I can think of two angles from which to attack the problem:
Discarding intermediate arrays as soon as possible. That's what the gc.collect calls are for -- they seem to have improved the situation, as it now completes with only a few minutes of thrashing ;-). I think one can expect that memory-intensive programming in a language like Python will require some manual intervention.
Using less-precise Numpy arrays at each step. Unfortunately the operations that return arrays, like fft2, do not appear to allow the type to be specified.
So my main question is: is there a way of specifying output precision in Numpy array operations?
More generally, are there other common memory-conserving techniques when using Numpy?

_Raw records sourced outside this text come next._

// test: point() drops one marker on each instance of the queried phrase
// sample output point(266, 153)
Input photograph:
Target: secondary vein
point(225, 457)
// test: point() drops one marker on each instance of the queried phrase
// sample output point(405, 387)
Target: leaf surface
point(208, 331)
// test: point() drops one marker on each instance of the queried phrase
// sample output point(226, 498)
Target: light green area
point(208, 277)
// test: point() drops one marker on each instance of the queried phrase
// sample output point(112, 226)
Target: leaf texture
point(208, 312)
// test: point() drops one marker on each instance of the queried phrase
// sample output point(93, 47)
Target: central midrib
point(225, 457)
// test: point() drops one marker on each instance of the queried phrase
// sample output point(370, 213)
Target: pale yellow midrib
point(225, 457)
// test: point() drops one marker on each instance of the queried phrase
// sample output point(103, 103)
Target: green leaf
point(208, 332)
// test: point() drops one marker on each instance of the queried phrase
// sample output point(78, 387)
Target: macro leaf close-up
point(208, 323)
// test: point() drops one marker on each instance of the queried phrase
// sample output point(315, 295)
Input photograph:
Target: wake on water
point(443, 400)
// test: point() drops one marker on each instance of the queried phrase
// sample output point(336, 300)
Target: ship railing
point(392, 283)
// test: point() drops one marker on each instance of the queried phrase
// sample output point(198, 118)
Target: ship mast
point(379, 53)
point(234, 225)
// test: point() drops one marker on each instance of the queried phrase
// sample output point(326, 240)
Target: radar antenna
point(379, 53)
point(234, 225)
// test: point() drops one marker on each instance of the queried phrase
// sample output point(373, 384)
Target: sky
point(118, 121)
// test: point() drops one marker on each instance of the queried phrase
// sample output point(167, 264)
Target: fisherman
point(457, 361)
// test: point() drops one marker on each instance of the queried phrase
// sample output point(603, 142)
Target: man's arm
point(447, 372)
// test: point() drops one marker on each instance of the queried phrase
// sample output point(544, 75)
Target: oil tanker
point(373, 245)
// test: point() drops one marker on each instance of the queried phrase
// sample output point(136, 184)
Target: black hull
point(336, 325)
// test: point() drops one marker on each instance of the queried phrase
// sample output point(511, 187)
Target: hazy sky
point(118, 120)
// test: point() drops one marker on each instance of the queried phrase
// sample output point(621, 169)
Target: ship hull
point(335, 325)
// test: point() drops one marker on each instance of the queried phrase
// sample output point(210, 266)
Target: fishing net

Additionally, does Numpy have a more idiomatic way of freeing array memory? (I imagine this would leave the array object live in Python, but in an unusable state.) Explicit deletion followed by immediate GC feels hacky.
import sys
import numpy
import pygame
import gc
def get_image_data(filename):
im = pygame.image.load(filename)
im2 = im.convert(8)
a = pygame.surfarray.array2d(im2)
hw1 = numpy.hamming(a.shape[0])
hw2 = numpy.hamming(a.shape[1])
a = a.transpose()
a = a*hw1
a = a.transpose()
a = a*hw2
return a
def check():
gc.collect()
print 'check'
def main(args):
pygame.init()
pygame.sndarray.use_arraytype('numpy')
filename1 = args[1]
filename2 = args[2]
im1 = get_image_data(filename1)
im2 = get_image_data(filename2)
check()
out1 = numpy.fft.fft2(im1)
del im1
check()
out2 = numpy.fft.fft2(im2)
del im2
check()
out3 = out1.conjugate() * out2
del out1, out2
check()
correl = numpy.fft.ifft2(out3)
del out3
check()
maxs = correl.argmax()
maxpt = maxs % correl.shape[0], maxs / correl.shape[0]
print correl[maxpt], maxpt, (correl.shape[0] - maxpt[0], correl.shape[1] - maxpt[1])
if __name__ == '__main__':
args = sys.argv
exit(main(args))
This
on SO says "Scipy 0.8 will have single precision support for almost all the fft code",
and SciPy 0.8.0 beta 1 is just out.
(Haven't tried it myself, cowardly.)
if I understand correctly, you are calculating a convolution between two images. The Scipy package contains a dedicated module for that (ndimage), which might be more memory efficient than the "manual" approach via Fourier transforms. It would be good to try using it instead of going through Numpy.